If Ayurveda intrigues you and you’re looking for a very hands-on approach, follow our course The Essentials of Ayurveda on Online Studio. Expert Ayurveda practitioner and therapist Nancy Huettig offers an excellent starting point for learning and understanding the wisdom of Ayurveda and its basic principles.
As we navigate the intricacies of our daily lives, the quest for purity – both bodily and spiritually – often remains an elusive goal. Shatkarmas offer an invaluable key to this enduring challenge, unveiling a wealth of ancient techniques that cleanse the body, calm the mind, and nourish the soul.
Rooted in time-honored wisdom, these practices are more than just preliminary steps; they’re the bedrock on which you can build a life of balance, clarity, and spiritual awakening.
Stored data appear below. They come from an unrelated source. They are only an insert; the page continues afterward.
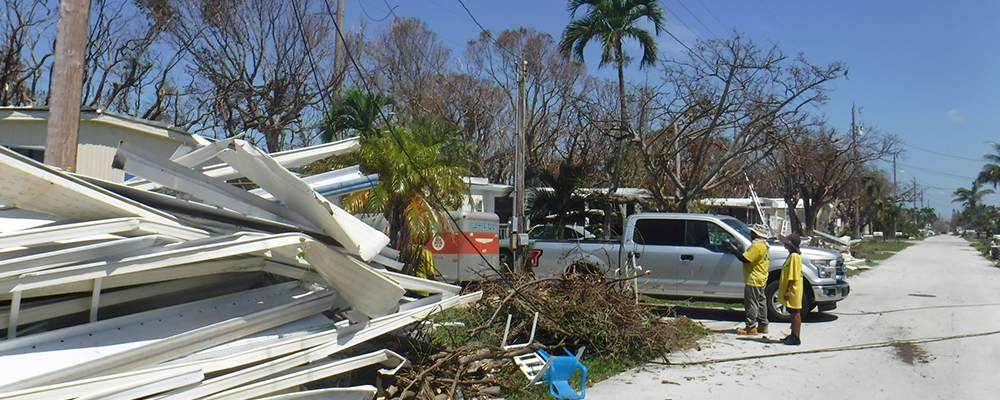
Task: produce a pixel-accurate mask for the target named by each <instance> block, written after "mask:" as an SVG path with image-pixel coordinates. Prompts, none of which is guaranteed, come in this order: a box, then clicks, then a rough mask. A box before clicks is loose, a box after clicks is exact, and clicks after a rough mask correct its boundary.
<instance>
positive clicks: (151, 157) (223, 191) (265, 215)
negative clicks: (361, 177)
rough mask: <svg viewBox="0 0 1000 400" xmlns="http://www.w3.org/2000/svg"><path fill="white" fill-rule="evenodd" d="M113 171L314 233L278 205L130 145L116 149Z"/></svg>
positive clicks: (306, 225) (309, 226)
mask: <svg viewBox="0 0 1000 400" xmlns="http://www.w3.org/2000/svg"><path fill="white" fill-rule="evenodd" d="M114 167H115V168H118V169H123V170H125V171H127V172H128V173H130V174H133V175H136V176H141V177H143V178H146V179H149V180H151V181H154V182H159V183H161V184H163V185H166V186H168V187H170V188H173V189H176V190H178V191H181V192H184V193H188V194H190V195H192V196H194V197H197V198H198V199H200V200H201V201H202V202H204V203H207V204H211V205H214V206H216V207H225V208H228V209H231V210H234V211H237V212H240V213H243V214H246V215H249V216H254V217H259V218H265V219H273V220H277V221H279V222H286V223H288V222H291V223H294V224H298V225H301V226H304V227H305V228H306V229H316V227H315V226H314V225H313V224H312V223H310V222H309V221H307V220H305V219H303V218H302V217H301V216H299V215H298V214H295V213H294V212H292V211H291V210H289V209H287V208H286V207H284V206H282V205H280V204H276V203H274V202H271V201H267V200H265V199H262V198H261V197H260V196H256V195H254V194H251V193H248V192H247V191H246V190H243V189H240V188H238V187H236V186H233V185H230V184H228V183H225V182H222V181H219V180H216V179H213V178H210V177H208V176H206V175H205V174H202V173H200V172H198V171H194V170H192V169H190V168H187V167H184V166H182V165H179V164H177V163H174V162H172V161H170V160H166V159H162V158H160V157H157V156H156V155H154V154H151V153H149V152H147V151H145V150H143V149H140V148H138V147H136V146H134V145H131V144H129V143H125V142H122V143H120V144H119V145H118V150H117V152H115V161H114Z"/></svg>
From the focused gaze of Trataka that enriches our mental acuity, to the cleansing effects of Basti on our digestive system, each Shatkarma serves as a cornerstone of holistic wellness.
If you’re looking to integrate deep cleansing practices into your routine, consider embracing the Shatkarmas as both a touchstone and a springboard for your ongoing journey. They can be your catalysts for change, fortifying your physical health while setting the stage for deeper, more impactful spiritual practices.
Take that leap, under the guidance of an adept teacher, and unlock an enduring sanctuary of well-being within yourself.